As with everything in life, if you’re not following your heart, you’re making mistakes.
The golden rule which every struggling writer needs to realize is a simple one: “You will fail.”
There. Say it. Relax and really get your frenetic,
megalomaniac psyche around that idea. It’s not about what you
think it’s about.
Got it? Good, now you’re ready to write.
It’s long been my opinion, and I’m not alone in these thoughts, that
writing comes from the same mechanism as dreams. Even with the
strictest, disciplined outline you’re still creating a freeform
environment where anything can happen. Even if you’re writing
those pre-form romance novels, in the juice of act 2, where your hero
takes a fall, call me if you don’t see an unexpected turn.

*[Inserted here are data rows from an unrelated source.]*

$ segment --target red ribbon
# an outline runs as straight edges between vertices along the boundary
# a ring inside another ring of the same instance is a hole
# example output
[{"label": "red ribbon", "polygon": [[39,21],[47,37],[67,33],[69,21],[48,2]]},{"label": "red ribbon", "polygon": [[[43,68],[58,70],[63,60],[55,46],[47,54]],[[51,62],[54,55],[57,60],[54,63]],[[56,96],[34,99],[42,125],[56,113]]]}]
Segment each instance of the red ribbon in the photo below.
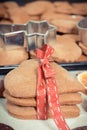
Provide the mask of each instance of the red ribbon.
[{"label": "red ribbon", "polygon": [[49,105],[51,115],[59,130],[70,130],[65,122],[60,109],[58,89],[55,80],[55,73],[52,69],[49,57],[53,53],[53,48],[44,45],[42,49],[37,49],[37,58],[41,64],[38,67],[37,81],[37,118],[47,119],[47,107]]}]

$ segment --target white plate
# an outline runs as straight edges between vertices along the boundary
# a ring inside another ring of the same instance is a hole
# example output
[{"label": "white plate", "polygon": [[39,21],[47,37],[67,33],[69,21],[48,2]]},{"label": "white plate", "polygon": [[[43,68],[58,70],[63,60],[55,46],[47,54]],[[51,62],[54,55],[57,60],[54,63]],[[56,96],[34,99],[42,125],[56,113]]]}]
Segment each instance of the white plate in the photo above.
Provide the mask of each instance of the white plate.
[{"label": "white plate", "polygon": [[[83,95],[87,102],[87,96]],[[58,130],[53,119],[48,119],[45,121],[42,120],[21,120],[10,116],[6,110],[6,100],[0,99],[0,122],[5,123],[14,128],[14,130]],[[66,119],[69,127],[75,128],[79,126],[87,125],[87,112],[82,107],[81,104],[80,116],[77,118]]]}]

It’s a real world that you’re building with these words. You can
learn the language and the structure but you can’t learn how to create
that world. It’s a dream given form, and some people are better
at that than others. Your creative writing degree exists only as
a resume builder. I’m convinced that an illiterate boy raised by
wolves could be a bestselling author if he has the ability to give
those dreams form. This is where escapism comes in, but for the
reader not the writer.
The struggling writer often fails at this point. He or she
forgets the reader. Yet he or she constantly asks how can they
get published and make a fortune.
I hate to be political, but, if anything should be ruled by true
socialism, writing should. It’s the foundation of all
entertainment. It stands there with art and music. It’s
where modern glitz begins. It also belongs to the reader as soon
as you write “The End.” I don’t mean belonging in a financial
sense. It’s deeper than that. You get inside people with
words and music and art. You make them love you, hate you.
Your words shape their speech, their thoughts. You inspire and
destroy the masses with a page you wrote while slightly intoxicated,
wearing a bathrobe, at 2am on a Tuesday morning.

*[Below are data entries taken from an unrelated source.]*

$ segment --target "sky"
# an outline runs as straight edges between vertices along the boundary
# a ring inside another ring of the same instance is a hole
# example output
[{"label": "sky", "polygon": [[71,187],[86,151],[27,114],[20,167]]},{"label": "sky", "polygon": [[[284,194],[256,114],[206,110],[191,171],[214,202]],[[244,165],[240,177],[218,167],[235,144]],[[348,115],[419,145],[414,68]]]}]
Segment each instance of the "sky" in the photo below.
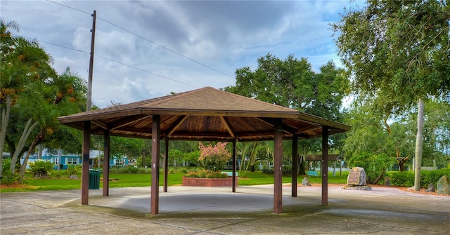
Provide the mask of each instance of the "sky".
[{"label": "sky", "polygon": [[236,84],[237,69],[271,53],[342,67],[330,23],[335,1],[4,1],[0,18],[39,41],[62,74],[87,81],[96,11],[92,103],[101,108]]}]

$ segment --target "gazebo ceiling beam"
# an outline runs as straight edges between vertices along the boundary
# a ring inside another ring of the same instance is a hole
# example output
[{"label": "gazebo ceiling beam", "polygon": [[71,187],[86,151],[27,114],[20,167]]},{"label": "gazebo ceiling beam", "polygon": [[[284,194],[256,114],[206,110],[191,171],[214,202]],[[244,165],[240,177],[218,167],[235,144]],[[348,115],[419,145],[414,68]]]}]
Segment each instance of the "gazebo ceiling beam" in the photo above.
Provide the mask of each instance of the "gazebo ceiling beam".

Your connection with the reader is intimate. Forget about the
money in their pocket, focus on the touch. Mesmerize the beast, and
you’ll get your money. Getting paid is not the first step.
It should never be the first step. The key to understanding money
is to ignore it. You’ll be surprised how much you make and save
when you don’t give a damn.
Your priority, as a writer, is your audience. You’re writing for
the guy in the hospital bed, the woman in the bathtub, the pensioner on
the evening train, the flight attendant in the hotel room, the
professor in his study on a Saturday morning, the kid taking a break
after his history final. That’s your audience. Little cells
of Humanity who want to take you into their sphere and let you talk to
them. Private, personal..and, hopefully, repeated a few hundred
thousand times!
I’ll talk about my experiences in the publishing world next time.
For now, let go of your fear, your advanced capitalism, and your
expectations. Just write. Don’t worry about your stupid
job. Write at lunch, write in the bathroom, use your vacation
time, set aside a day during the weekend where all you do is write.
Follow your heart and, for God’s sake, stop your foul whining.